Contrast this with just how valued a part of City Square the former Majestic Cinema has been in Leeds.
Airport’s latest rip-off
From: B Soulsby, Doncaster.
WHEN I wrote this letter (March 9), I was waiting in the departure lounge of Leeds Bradford Airport and thought that I would have a cigarette before boarding. I arrive at the “smoking area” and discover that they were charging £1 for “entry” to the area. How mean is that?
Yes, it’s okay for those faceless bandits to sit behind desks and make the rules for extortionate charges, but there is no contact email for people like me to make a complaint. It is disgraceful.
I can assure everyone that this is my final departure from this particular “rip-off” joint and I will endeavour to choose an alternative point of departure for my many holidays. I mentioned the facts to an employee at Burger King, and he informed me that the airport started charging £2 for “dropping people off” for departure!
I thought that Dick Turpin was dead, but no, he is obviously alive and well and running this megabucks emporium in the West Riding.
You can keep your airport, Leeds. I am absolutely disgusted.
Litter shame of our county
From: Sue Cuthbert, Newton on Rawcliffe, North Yorkshire.
RE the article about problems with seagulls in Scarborough (The Yorkshire Post, March 7), I would rather see seagulls than the mess left by some humans. The slobs who drop litter anywhere, the thoughtless ones who drop chewing gum on pavements or leave it stuck under chairs and tables.
The beautiful new paving slabs outside York Minster have already been defaced by chewing gum. When we have visitors from Germany and France, I am ashamed when they see the mess left by some people.
Next month we will be hosting “The Tour de Yorkshire”. As well as mending roads, I hope all authorities will clear the vast amounts of litter from roadsides. The A64 Malton bypass is a disgrace.

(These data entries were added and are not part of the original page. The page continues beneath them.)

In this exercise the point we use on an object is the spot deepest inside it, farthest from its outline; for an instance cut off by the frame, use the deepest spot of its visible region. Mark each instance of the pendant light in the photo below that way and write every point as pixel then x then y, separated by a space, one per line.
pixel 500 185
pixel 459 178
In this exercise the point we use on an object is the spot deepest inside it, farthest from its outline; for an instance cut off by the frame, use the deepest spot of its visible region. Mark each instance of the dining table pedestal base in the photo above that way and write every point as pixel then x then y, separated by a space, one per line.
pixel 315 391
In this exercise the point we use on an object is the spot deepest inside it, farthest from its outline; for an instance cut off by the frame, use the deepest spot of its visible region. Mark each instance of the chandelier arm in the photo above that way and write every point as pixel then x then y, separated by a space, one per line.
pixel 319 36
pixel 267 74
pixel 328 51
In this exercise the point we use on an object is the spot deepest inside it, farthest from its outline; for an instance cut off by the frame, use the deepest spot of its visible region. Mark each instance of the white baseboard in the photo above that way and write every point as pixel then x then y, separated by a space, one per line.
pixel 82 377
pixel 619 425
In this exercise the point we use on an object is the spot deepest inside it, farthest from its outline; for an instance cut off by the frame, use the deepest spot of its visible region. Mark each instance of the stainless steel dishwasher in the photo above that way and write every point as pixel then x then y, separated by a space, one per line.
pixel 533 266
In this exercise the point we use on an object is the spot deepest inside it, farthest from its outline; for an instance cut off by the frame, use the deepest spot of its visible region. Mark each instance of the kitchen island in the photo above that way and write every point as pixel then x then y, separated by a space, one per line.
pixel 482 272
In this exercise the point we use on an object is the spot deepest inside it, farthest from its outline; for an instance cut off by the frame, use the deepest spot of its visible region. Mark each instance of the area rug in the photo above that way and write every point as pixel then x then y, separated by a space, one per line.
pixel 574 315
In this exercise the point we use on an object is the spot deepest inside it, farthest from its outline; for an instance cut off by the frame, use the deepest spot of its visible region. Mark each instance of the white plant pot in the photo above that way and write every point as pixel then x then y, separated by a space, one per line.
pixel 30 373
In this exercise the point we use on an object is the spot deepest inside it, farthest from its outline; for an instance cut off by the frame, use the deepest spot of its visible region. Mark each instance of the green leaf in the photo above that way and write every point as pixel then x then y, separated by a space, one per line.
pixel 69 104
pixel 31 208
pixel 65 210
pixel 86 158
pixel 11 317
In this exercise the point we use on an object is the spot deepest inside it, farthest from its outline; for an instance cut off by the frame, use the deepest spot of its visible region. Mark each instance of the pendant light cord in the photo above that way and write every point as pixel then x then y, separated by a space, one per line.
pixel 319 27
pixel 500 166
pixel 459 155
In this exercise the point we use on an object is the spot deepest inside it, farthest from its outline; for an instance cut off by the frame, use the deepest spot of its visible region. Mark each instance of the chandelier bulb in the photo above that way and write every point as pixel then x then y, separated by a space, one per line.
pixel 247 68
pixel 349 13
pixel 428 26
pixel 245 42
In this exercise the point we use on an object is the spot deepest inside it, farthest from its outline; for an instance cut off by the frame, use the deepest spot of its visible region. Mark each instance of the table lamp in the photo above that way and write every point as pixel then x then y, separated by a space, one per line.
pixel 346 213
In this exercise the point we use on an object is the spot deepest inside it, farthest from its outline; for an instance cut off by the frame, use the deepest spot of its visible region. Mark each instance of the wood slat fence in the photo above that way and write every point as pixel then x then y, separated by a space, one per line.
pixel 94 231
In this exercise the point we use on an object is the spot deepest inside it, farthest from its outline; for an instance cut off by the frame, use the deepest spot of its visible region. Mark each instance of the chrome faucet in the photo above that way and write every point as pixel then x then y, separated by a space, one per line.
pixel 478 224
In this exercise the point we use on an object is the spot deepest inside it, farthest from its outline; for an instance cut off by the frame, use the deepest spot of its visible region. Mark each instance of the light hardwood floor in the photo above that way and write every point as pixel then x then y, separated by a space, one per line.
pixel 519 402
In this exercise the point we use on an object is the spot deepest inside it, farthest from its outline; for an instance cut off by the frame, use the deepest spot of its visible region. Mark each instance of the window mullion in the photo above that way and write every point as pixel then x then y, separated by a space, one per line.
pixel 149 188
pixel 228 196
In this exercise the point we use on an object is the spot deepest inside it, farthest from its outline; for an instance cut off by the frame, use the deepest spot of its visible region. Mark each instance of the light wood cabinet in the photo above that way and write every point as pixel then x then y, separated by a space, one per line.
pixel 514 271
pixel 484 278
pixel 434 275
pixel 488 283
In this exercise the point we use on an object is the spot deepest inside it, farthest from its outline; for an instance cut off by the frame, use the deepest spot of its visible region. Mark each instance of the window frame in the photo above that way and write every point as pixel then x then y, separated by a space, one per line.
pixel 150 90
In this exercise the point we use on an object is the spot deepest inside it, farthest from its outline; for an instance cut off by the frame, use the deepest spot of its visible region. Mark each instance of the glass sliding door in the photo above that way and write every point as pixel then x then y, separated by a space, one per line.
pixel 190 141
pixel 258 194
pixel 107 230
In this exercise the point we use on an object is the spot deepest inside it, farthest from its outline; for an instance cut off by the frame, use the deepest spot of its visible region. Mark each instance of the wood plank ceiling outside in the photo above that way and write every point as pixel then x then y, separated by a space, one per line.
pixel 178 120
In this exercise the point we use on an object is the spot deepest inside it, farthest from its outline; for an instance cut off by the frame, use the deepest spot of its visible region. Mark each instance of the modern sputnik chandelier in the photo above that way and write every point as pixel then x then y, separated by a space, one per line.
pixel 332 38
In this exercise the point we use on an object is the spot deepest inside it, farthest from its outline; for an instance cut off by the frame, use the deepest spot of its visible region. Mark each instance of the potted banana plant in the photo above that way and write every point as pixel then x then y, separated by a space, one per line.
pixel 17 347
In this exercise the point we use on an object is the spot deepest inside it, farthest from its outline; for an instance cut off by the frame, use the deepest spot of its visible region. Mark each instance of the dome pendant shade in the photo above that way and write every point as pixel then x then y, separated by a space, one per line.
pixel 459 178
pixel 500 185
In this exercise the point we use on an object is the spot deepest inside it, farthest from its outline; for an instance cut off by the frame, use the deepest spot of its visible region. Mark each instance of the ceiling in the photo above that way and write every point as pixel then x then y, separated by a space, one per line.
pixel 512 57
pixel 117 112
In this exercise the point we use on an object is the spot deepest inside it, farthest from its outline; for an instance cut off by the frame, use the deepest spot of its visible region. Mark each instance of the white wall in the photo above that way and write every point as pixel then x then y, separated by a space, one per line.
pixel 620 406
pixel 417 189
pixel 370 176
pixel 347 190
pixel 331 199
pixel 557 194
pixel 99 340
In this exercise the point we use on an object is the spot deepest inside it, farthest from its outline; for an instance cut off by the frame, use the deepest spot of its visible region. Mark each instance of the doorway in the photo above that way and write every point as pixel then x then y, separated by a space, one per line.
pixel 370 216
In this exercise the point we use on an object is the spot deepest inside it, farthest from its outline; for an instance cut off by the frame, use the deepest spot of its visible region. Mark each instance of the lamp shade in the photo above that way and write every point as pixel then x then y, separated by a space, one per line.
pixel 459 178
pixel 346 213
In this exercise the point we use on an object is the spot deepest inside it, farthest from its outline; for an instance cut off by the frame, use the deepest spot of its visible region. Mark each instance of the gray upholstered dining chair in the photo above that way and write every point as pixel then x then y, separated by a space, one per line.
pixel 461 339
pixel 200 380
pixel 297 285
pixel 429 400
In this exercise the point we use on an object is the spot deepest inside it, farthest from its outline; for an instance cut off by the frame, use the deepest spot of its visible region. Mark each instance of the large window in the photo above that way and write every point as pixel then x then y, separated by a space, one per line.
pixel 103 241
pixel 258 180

What is the matter with people who throw litter from their vehicles? Visitors to Yorkshire for the Tour will get a very bad impression of our county if they see so much litter everywhere. We won’t be having “the Tour de Yorkshire” – it will be the “tour de litter”!
Tax trap for pensioners
From: Peter Wood, Doncaster.
ALL credit to Jayne Dowle for bringing the new private pension rules to readers’ attention (The Yorkshire Post, March 9).
I ask people tempted by the opportunity to cash in their pensions to be very careful!
The old arrangements allowed people to take 25 per cent of their pension pot as a tax-free lump sum while the rest was normally used to buy an annuity.
The new rules still allow for the 25 per cent tax-free lump sum to be taken but if someone takes the rest of their pension pot in cash it will be taxable.
People could easily see a large slice of their lifelong pension savings disappear as they could be taxed at the higher rate.
No wonder the Government has changed the rules – the short-term effects will see tax receipts rise while pensioner spending should increase, thereby boosting the economy.